ALPLER’İN ETEĞİNDE BİR GARİP ŞAMPİYONA

1992’de Danimarka’nın plajdan toplanıp gelip kupayı havaya kaldırması, 2004’te de Yunanistan’ın Portekiz, Çek Cumhuriyeti ve Fransa gibi ülkeleri teker teker devirip zirveye çıkması, Avrupa Şampiyonası tarihine en ilginç ve en garip sonuçlar olarak geçmişti. Euro 2008 de birçok ilginçliği ve garipliğiyle en çok hatırlanacak şampiyonalardan biri oldu şüphesiz.

Bunların en başında Türk Milli Takımı var tabii. Yıllar sonra ‘Euro 2008’ dendiğinde ilk önce Türkler akla gelecek. Portekiz ve Çek Cumhuriyeti gibi iki güçlü ülkenin yanı sıra ev sahibi İsviçre’nin grubunda yer alan Türkiye’nin yoluna devam edebileceğini pek fazla kimse zannetmiyordu çünkü. Türkiye, gruptan çıktığı gibi, bunu ilginç skorlarla başardı. Önce ev sahibi İsviçre’yi, sonra Çek Cumhuriyeti’ni geriden gelerek mağlup etti. Öyle ki Çek Cumhuriyeti maçının son 15 dakikasına 2-0 mağlup giren Türkiye, son düdük çaldığında 3-2’lik skorla havalara zıplıyordu. Nitekim bu maç, UEFA tarafından şampiyona tarihinin en güzel maçı seçildi.

Monoton Euro 2008’e renk ve heyecan getiren Türkiye’nin son dakikalardaki gol geleneği çeyrek finaldeki Hırvatistan maçında da devam etti. Normal süre golsüz sona erdikten sonra Hırvatlar 119. dakikada 1-0 öne geçti. Kendilerini artık yarı finalde gören Hırvatlar sevinçten çılgına dönmüştü. Çok değil, saniyeler sonra, uzatmaların uzatmaları oynanırken, kaleci Rüştü’nün asistinde sahneye Semih çıktı. Hakem son düdüğü öttürmek için içinden üçe kadar sayarken, top Pletikosa’nın koruduğu kalenin doksanına asılmıştı. Santra yapılmadı bile.
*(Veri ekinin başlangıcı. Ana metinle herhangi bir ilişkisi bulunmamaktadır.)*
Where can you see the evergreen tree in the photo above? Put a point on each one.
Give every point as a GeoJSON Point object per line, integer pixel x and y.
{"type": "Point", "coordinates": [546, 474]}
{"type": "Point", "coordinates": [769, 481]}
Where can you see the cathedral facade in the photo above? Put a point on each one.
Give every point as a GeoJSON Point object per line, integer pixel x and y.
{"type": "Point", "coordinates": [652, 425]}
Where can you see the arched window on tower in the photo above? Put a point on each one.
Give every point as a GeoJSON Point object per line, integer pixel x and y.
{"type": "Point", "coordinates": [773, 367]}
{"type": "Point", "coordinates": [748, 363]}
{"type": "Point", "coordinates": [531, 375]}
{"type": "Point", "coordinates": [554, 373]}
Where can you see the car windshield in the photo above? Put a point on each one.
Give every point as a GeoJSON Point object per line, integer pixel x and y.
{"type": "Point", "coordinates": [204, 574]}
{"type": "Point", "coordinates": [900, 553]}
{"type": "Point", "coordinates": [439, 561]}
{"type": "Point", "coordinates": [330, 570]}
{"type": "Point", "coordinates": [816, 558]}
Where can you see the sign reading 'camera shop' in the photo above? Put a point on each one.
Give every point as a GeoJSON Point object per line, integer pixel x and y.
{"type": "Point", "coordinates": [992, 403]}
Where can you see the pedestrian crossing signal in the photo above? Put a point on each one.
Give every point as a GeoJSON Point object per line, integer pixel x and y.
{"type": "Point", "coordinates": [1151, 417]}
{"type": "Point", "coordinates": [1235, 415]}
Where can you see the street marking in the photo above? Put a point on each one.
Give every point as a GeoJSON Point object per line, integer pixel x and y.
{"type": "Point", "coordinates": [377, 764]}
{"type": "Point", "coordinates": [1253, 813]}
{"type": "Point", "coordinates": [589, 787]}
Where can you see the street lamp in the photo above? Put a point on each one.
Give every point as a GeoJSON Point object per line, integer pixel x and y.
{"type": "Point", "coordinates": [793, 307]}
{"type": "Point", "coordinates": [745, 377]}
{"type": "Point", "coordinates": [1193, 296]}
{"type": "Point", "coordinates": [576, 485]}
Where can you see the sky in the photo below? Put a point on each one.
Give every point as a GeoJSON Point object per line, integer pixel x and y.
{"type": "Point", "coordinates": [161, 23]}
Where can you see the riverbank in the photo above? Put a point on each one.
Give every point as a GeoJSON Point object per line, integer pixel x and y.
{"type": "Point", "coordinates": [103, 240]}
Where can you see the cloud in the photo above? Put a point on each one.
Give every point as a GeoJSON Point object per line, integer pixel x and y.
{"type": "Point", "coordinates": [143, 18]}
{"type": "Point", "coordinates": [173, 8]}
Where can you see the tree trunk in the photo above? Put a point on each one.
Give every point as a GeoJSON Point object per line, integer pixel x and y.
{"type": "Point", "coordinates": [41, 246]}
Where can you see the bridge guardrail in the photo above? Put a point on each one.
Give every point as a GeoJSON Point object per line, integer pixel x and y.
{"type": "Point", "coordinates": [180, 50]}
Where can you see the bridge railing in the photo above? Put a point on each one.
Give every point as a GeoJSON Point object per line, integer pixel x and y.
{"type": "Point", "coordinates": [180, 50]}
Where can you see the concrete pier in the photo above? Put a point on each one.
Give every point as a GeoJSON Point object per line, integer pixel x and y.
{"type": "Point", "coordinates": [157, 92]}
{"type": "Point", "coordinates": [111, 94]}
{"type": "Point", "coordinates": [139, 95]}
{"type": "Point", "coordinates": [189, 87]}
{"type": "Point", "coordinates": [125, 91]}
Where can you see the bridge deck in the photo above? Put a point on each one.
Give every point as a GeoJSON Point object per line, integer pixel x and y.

Zaten Hırvatların santra yapacak mecali kalmamıştı. Mecalsizlikleri penaltılarda da belli oldu zaten. ‘Eyvah, kaybettik!’ korkusuyla dizlerinin bağı çözülen Hırvatlar, penaltılarda topu kalemize bile isabet ettiremedi. İki atış auta giderken, birini de Rüştü kurtardı ve Türkiye, tarihinde ilk kez Avrupa Şampiyonası’nda yarı finale yükseldi.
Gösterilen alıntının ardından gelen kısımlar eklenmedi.